Should I Disable It?
It is a widely spread myth that disabling the paging file improves performance. In fact it is able only to make idling apps open faster. But at the same time you can provoke different apps to crash or generate errors. So, it is not recommended to disable it completely. You may reduce its size instead, that is a recommended option.
How to disable the paging file in Windows 10
1. Press Win+Break. The system window would open.
2. Click on Advanced system settings link.
3. Go to Advanced tab.
4. Press Settings button:
5. Go to Advanced tab.
6. Press Change:
7. Unset the checkbox Automatically manage paging file size for all drives if it is set.
8. Switch to No paging file.
9. Click Set.
10. Click YES.
11. Press OK 3 times in other windows.
For a clean experiment, we recommend restarting Windows after that.

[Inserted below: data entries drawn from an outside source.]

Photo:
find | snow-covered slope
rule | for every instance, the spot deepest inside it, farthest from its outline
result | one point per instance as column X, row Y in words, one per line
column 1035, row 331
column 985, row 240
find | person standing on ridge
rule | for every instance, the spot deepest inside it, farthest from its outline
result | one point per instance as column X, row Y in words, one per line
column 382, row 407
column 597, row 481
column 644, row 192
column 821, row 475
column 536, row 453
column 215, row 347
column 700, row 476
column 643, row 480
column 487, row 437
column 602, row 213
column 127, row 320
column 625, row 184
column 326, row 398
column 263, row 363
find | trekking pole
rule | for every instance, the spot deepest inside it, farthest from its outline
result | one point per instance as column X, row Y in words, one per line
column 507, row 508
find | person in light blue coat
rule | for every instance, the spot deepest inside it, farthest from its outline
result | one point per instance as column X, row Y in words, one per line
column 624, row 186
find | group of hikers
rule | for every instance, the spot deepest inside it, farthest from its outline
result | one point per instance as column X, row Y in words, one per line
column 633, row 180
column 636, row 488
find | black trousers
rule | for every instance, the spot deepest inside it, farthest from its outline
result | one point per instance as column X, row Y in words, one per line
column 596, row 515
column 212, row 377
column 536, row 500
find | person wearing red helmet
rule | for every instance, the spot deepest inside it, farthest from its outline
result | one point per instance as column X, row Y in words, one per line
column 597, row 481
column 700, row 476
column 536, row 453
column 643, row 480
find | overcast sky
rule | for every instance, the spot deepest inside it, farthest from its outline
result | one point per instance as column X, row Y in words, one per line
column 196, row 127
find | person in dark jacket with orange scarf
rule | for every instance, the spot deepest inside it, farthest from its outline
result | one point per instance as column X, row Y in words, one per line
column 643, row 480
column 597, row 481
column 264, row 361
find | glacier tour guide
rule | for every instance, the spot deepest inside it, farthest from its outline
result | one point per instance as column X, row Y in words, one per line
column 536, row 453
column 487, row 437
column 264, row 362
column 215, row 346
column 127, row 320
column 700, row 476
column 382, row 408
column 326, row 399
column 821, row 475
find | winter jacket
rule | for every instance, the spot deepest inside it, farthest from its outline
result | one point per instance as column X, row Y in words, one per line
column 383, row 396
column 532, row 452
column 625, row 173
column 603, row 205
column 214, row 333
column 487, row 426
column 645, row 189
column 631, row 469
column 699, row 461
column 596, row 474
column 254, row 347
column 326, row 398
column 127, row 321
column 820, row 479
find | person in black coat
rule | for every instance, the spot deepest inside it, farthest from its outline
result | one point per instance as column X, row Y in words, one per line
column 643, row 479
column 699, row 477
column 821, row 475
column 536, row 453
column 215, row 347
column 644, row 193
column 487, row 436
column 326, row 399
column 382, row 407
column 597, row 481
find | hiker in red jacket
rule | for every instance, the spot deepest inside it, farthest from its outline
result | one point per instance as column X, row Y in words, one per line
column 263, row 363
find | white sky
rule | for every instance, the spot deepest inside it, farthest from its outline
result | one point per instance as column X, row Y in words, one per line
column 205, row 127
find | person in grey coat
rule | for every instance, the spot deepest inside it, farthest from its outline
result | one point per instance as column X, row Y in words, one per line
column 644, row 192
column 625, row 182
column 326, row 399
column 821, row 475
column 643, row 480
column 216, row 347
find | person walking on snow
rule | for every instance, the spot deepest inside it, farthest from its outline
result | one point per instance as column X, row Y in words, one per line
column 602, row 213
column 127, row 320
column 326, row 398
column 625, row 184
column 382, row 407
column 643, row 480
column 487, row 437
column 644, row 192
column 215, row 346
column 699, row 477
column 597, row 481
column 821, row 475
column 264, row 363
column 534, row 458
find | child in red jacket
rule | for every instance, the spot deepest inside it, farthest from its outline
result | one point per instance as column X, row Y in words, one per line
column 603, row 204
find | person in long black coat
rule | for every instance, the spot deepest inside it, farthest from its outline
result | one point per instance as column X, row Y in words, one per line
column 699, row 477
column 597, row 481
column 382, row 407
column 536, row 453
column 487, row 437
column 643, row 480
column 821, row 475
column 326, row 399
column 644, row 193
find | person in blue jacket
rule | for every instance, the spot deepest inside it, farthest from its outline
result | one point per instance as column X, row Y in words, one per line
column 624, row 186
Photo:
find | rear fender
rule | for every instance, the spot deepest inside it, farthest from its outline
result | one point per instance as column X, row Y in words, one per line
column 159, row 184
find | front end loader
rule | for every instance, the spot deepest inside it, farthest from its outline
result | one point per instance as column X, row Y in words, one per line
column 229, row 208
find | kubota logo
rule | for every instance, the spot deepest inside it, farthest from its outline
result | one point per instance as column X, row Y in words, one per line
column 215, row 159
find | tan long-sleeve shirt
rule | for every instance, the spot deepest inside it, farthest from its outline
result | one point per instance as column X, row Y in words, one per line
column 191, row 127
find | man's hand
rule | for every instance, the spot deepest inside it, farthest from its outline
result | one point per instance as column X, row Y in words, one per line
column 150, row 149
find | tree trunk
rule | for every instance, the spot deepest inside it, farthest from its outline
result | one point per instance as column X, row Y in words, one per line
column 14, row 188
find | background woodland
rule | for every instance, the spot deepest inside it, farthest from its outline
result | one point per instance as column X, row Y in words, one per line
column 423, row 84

How to Enable Paging in Windows 10
Let’s say, you tried to run OS without paging file and concluded that this option is not for you. What to do? Go back to the Virtual Memory settings, set the Automatically manage… checkbox at the top and click OK.

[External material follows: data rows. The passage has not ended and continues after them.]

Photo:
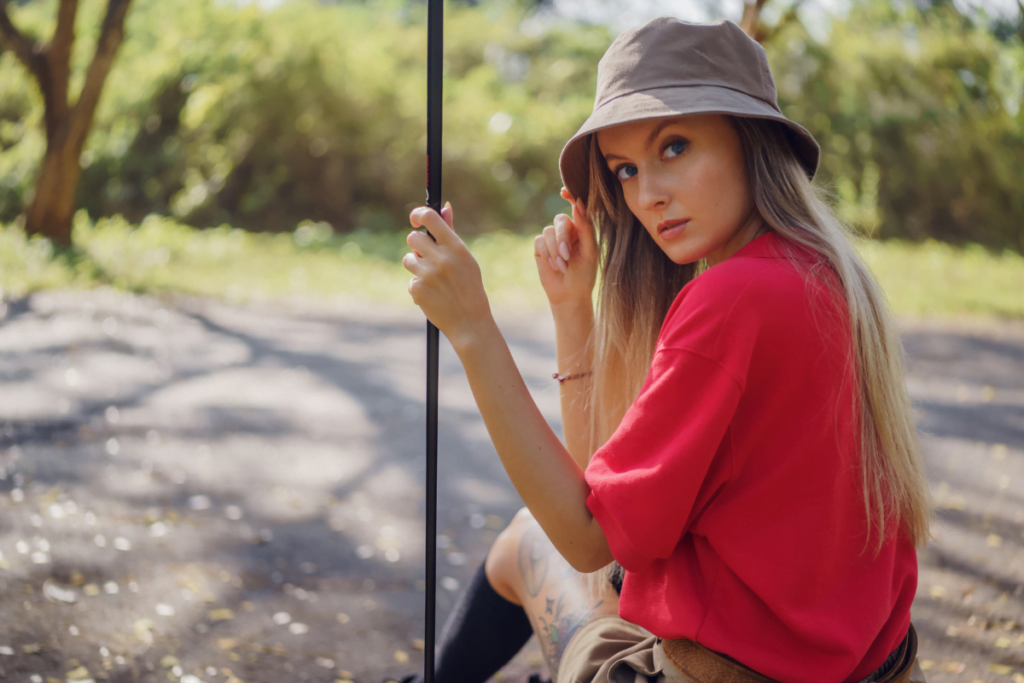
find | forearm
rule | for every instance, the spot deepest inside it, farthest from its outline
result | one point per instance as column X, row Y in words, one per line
column 573, row 326
column 549, row 480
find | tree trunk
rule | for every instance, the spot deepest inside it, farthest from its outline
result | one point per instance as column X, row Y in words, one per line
column 53, row 204
column 67, row 126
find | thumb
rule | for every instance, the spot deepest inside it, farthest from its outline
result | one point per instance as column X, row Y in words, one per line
column 588, row 243
column 448, row 215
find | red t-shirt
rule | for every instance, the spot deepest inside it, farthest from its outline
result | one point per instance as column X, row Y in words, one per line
column 731, row 493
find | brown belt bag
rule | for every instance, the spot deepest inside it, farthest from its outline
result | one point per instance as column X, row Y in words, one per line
column 700, row 665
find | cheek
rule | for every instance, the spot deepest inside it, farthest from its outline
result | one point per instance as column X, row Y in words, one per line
column 721, row 188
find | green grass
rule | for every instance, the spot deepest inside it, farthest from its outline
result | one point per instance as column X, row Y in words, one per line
column 160, row 255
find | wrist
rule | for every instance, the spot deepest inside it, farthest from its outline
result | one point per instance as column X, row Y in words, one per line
column 472, row 339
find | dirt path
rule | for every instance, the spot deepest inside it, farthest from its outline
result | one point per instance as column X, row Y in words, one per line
column 196, row 491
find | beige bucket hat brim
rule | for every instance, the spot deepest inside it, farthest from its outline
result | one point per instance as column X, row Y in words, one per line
column 669, row 68
column 659, row 102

How to Use Paging File of a Custom Size (Recommended)
They say, a fixed size of the paging file improves the system performance. If you agree with this, do the following:
- First, select Custom Size in the Virtual Memory settings.
- Then specify the same size in both fields. For instance, 10240 MB.
- Click Set.
- Click OK to close windows
On Which Drive: HDD or SSD?
Store the paging file on your fastest drive. If you have a SATA SSD – place the file on it. If you use an NVMe storage – it will be the best place for it.
But never listen to those who advise to move it to a HDD to improve SSD’s lifespan! Then, it’s better to take the SSD out of your computer and put it on the shelf – it’s health will stay in a perfect condition.
Please, tell us in the comments, whether or not you find the guide useful and what you think about the disabling the paging file on SSD or setting the fixed size.
3 thoughts on “How to Disable the Pagefile in Windows 10”
Thanks for getting right to the point
My MS Surface Laptop doesn’t appear to have a break key. I know that on many keyboards, the del key is shared with break, but none of the modifier keys I tried worked properly. There doesn’t appear to be an All Control Panel Items under my control panel, so I had to go to Control Panel > System And Security > System > Advanced system settings, and follow your instructions from there.
Note that SSDs are much better about wear leveling and handling many read-write cycles than they used to be, but I still disable pagefile / swap on my machines with SSDs in order to maximize the life of my SSD drives. Back around 2000, I had a conversation with a guy doing embedded Windows development for some product with flash / SSD. They were behind schedule and were having trouble getting WinCE to work, and having trouble getting Win2k to work with pagefile disabled, so in order to make deadlines, they just shipped an embedded product with Win2k and pagefile enabled on a 2000-era flash drive, knowing it would wear out the flash drive after about 2 years on average. Now, flash / SSD technology has gotten much much better since 2000, but it still can’t handle as many read-write cycles as spinning rust platters.